Over 60 per cent of our vegetables come from outside of Canada; raising awareness like this helps support our local growers. Learning about our food and how it gets from field to table provides important exposure to healthy foods. For some families, access to fresh produce is difficult, because they have no neighbourhood grocery store selling fresh vegetables and fruit, and too many convenience and fast food stores selling food high in sugar and salt and low in healthy nutrients. This initiative will hopefully bring attention to local foods and the possibility of growing our own food in yards, school grounds and community gardens. Planting gardens in communities beautifies neighbourhood spaces, brings people in the community together, is good exercise, gets people excited about healthy eating and contributes to positive mental health. It also helps to bring healthy food to some of these areas in which it can be difficult to access. Healthy eating not only keeps our bodies healthy but also contributes to positive learning outcomes for our children and youth.

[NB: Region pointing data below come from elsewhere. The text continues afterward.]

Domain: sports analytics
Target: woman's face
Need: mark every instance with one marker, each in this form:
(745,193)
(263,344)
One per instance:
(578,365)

“We want to associate healthy eating as an enjoyable, tasty experience, not as a chore or duty,” says Chelsea Brown, public health nutritionist with
RQHR. “When kids have these positive experiences and associations with healthy foods, healthy eating becomes an easier part of daily living for
the years to come.”
The Regina organizers would like to thank Local and Fresh, Waldeck Colony Farm and Pioneer Gardens for their contribution supplying the carrots and the United Way Regina for providing funding to purchase the carrots for the schools.